Wind turbines already have a recyclability rate of 85% to 90%. Making turbines 100% recyclable is an important task for the wind industry – and we are making significant progress in the right direction. Most components of a wind turbine – the foundation, tower, components of the gear box and generator – are recyclable and are treated as such.
But turbine blades represent a specific challenge. Wind turbine blades are made up of composite materials that boost the performance of wind energy by allowing lighter and longer blades. Today 2.5 million tonnes of composite material are in use in the wind sector globally.
The complexity of this composite material requires specific processes for recycling. Today, the main technology for recycling composite waste is through cement co-processing. The wind industry produces far less composite waste than other industries. It produces less composite waste than the building and construction sector, the electrical and electronics sector, the transportation sector, and the marine sector. And it does this, while also generating clean energy. Further development and industrialisation of alternative technologies like solvolysis and pyrolysis will provide the wind industry with additional solutions for turbine blades reaching their end-of-life, and will enable the industry to deliver zero-waste turbines.
Just last month, Vestas announced its plans for zero-waste turbines. Ambition like this is key: the end-of-life issue requires rapid action. The first generation of wind turbines are now starting to come to the end of their operational life and be replaced by modern turbines. 14,000 wind turbine blades will be decommissioned in Europe the next five years. The recycling of these old blades is a top priority for the wind industry.

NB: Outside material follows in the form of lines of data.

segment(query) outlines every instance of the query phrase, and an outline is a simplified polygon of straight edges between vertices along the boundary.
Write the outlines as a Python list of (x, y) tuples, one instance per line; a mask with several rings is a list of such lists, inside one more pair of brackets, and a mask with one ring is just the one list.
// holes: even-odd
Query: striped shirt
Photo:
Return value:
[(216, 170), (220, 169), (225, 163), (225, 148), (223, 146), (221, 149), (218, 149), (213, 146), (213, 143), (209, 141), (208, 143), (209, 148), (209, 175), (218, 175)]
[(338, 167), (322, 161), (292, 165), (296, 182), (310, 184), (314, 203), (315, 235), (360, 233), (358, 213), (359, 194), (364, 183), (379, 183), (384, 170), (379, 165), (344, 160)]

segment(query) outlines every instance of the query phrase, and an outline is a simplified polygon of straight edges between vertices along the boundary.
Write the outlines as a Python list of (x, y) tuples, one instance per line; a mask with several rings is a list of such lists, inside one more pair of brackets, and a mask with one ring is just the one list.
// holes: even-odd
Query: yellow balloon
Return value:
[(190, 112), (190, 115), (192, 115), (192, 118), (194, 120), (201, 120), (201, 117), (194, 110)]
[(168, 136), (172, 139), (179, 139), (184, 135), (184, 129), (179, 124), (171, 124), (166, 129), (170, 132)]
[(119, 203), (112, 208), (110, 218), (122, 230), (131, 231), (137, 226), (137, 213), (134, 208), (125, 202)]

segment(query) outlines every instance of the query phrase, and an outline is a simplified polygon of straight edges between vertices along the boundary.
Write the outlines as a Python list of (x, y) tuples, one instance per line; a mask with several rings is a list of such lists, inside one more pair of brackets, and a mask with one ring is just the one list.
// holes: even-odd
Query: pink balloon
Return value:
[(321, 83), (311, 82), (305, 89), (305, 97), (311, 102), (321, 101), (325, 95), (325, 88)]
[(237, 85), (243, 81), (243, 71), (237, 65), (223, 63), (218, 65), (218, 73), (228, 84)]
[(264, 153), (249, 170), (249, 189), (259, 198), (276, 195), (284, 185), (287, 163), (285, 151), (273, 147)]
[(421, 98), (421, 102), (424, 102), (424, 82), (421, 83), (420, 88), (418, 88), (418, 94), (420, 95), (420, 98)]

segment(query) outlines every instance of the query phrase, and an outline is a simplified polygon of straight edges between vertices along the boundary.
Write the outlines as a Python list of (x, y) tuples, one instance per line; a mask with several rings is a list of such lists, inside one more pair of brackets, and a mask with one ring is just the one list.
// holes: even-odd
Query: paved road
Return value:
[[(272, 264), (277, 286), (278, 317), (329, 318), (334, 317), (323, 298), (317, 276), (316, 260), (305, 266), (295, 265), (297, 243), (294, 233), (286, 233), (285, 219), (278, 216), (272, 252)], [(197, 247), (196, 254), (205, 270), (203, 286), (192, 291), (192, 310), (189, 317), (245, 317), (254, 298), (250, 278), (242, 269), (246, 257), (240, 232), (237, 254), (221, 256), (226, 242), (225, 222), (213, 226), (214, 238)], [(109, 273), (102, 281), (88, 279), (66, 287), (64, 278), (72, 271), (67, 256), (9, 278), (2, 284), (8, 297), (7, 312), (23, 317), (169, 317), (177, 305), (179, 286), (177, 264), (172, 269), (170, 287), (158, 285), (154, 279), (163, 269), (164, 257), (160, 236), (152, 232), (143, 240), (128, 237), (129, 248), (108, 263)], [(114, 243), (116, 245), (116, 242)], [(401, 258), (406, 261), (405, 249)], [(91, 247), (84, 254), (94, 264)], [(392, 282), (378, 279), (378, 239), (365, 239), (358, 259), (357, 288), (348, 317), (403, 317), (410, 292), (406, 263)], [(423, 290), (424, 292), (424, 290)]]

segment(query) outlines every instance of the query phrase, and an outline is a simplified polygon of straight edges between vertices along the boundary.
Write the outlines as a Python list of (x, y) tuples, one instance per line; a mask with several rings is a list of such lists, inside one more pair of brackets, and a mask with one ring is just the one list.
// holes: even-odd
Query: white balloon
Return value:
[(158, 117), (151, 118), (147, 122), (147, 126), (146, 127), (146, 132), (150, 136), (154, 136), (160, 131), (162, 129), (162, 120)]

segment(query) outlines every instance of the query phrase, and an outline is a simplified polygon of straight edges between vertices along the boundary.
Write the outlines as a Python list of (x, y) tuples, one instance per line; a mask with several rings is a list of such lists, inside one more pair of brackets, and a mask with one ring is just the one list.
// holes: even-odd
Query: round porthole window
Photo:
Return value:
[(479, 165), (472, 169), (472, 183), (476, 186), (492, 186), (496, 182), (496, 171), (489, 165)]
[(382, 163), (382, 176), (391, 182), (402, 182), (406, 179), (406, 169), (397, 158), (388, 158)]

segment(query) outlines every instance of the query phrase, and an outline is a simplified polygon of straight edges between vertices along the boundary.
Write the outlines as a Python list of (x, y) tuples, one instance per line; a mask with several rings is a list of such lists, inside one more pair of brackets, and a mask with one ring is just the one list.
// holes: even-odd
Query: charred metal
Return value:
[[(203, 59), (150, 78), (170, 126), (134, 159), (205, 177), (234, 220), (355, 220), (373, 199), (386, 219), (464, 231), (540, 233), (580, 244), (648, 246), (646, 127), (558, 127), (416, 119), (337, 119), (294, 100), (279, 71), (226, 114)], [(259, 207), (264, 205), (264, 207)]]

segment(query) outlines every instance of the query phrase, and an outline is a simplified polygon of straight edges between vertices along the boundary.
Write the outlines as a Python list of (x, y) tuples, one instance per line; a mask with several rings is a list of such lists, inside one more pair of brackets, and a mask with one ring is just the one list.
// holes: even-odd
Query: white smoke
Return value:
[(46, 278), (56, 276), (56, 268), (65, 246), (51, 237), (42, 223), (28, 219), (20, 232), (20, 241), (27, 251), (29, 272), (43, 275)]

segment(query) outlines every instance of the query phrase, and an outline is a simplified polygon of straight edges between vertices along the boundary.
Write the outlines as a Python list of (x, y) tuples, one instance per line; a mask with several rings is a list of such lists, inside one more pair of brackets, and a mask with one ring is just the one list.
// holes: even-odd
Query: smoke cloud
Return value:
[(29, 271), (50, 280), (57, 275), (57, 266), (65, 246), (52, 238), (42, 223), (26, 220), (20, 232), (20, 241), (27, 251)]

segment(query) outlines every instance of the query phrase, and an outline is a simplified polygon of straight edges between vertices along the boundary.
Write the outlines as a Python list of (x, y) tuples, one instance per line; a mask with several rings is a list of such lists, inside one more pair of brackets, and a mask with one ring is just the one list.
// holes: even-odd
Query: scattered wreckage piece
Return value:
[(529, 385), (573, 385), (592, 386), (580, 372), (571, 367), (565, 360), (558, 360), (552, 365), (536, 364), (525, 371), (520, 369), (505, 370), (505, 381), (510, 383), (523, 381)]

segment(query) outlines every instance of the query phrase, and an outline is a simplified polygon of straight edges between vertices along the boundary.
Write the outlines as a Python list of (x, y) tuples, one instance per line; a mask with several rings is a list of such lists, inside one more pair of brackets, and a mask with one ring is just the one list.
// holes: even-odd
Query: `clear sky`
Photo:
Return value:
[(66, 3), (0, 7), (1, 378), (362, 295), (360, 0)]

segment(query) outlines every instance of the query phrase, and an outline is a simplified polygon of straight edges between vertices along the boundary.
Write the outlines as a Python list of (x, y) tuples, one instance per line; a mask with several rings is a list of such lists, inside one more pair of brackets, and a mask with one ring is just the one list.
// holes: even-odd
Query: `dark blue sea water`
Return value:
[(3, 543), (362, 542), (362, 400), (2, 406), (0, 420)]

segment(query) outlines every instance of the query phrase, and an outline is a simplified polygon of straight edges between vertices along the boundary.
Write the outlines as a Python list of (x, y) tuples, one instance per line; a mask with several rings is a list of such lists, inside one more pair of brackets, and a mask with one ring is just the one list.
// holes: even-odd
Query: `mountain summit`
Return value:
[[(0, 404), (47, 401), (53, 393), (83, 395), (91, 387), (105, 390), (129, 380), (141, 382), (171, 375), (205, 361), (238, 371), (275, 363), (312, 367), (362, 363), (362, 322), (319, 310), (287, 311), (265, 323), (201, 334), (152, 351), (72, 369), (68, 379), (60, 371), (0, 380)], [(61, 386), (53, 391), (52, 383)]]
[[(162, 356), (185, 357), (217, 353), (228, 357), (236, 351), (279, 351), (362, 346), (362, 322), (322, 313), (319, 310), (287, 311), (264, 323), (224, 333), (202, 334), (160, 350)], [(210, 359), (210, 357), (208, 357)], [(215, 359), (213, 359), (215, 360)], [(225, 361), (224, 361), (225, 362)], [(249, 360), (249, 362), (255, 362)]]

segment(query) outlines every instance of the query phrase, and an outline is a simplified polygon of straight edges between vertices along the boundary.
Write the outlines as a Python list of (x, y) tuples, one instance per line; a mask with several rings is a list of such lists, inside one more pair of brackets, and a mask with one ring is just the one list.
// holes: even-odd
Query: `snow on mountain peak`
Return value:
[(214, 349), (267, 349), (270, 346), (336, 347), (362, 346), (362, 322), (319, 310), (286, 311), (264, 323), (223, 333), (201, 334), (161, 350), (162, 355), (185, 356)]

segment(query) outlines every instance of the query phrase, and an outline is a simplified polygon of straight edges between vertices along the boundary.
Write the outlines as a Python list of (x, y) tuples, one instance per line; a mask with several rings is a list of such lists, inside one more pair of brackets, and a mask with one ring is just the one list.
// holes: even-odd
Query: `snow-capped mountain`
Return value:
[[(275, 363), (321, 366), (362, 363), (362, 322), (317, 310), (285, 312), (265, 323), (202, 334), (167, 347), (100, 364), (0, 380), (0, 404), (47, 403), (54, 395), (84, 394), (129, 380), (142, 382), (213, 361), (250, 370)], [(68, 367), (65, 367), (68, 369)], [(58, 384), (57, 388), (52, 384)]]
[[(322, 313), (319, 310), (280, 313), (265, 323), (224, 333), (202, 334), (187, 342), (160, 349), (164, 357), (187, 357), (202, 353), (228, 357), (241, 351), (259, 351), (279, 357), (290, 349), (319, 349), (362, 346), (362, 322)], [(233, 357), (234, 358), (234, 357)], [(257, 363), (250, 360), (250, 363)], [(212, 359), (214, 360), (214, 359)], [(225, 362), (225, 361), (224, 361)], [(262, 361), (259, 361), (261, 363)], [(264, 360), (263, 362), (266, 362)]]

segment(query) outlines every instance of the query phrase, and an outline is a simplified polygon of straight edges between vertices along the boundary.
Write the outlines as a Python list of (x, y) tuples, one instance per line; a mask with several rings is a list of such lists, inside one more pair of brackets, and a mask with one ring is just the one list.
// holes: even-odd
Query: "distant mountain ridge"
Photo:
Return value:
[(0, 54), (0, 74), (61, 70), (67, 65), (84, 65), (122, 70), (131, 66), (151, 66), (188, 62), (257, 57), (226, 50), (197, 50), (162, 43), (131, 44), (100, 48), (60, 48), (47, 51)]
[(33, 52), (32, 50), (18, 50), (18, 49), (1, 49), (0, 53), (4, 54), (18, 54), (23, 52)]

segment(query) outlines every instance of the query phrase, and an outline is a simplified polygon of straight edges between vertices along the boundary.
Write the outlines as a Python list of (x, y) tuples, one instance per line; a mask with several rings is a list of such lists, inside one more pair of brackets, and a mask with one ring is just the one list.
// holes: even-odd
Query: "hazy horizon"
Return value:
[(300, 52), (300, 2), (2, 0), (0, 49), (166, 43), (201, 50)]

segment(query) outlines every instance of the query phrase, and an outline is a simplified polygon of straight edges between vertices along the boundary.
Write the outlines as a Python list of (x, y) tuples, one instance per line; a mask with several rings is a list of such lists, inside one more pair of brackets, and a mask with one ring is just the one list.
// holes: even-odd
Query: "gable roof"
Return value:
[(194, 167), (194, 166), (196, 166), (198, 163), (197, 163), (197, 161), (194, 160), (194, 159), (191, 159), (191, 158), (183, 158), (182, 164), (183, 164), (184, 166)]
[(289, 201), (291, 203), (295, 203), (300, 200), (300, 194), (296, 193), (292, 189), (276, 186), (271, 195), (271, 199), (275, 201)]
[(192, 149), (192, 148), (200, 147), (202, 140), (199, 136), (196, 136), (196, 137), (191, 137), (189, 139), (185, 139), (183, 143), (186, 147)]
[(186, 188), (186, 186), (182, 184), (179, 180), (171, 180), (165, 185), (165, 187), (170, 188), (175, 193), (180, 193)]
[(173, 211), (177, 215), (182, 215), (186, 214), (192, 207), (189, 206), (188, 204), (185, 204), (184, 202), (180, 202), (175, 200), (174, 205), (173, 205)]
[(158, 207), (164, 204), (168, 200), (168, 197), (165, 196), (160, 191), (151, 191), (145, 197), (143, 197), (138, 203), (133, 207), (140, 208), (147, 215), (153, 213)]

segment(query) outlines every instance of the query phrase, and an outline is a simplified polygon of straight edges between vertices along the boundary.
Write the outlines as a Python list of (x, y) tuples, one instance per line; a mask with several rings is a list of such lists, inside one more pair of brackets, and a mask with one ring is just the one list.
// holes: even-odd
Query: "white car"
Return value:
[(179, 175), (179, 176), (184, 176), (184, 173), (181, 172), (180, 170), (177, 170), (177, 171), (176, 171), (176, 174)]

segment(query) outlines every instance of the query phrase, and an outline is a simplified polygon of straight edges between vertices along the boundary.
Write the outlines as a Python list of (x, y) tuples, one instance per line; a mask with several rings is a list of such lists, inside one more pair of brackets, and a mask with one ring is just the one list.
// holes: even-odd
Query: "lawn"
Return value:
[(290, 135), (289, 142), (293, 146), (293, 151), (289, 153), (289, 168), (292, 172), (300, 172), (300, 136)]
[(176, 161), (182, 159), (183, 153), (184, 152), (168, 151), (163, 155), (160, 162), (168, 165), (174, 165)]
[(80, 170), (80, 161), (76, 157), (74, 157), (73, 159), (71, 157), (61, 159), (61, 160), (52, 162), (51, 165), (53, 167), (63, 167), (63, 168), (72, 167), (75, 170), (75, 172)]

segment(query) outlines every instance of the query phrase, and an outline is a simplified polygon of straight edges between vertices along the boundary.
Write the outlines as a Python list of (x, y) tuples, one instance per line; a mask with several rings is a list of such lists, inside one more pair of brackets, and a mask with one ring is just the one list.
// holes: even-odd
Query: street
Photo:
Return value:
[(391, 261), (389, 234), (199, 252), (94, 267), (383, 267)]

The industry has already teamed up with the chemical and compositors industries to find effective ways to do this. WindEurope, Cefic (the European Chemical Industry Council) and EUCIA (the European Composites Industry Association) have created a cross-sector platform to advance novel approaches to the recycling of wind turbine blades. And later this year, WindEurope will host the second edition of EOLIS, the End-of-Life Issues and Strategies Conference.
Want to know more about blade recycling? Last year, ETIP Wind published How Wind Is Going Circular, an overview on composite recycling in the wind industry.
Composite materials are being recycled today through cement co-processing, where the cement raw materials are being partially replaced by the glass fibres and fillers in the composite, and the organic fraction replaces coal as a fuel. Through that process, the CO2 output of the cement manufacturing process can be significantly reduced (up to 16 % reduction is possible if composites represent 75 % of cement raw materials).
Besides recycling through cement co-processing, alternative technologies like mechanical recycling, solvolysis and pyrolysis are being developed, ultimately providing the industry with additional solutions for end-of-life.
The EU must prioritise R&I funding to diversify and scale up recycling technologies as part of the next R&I framework programme, Horizon Europe. This is critical to Europe’s technology leadership as we embark on a global sustainable energy transition. In parallel, national governments should harmonise their implementation of EU regulations on waste treatment to help develop a pan-European market for recycled composites.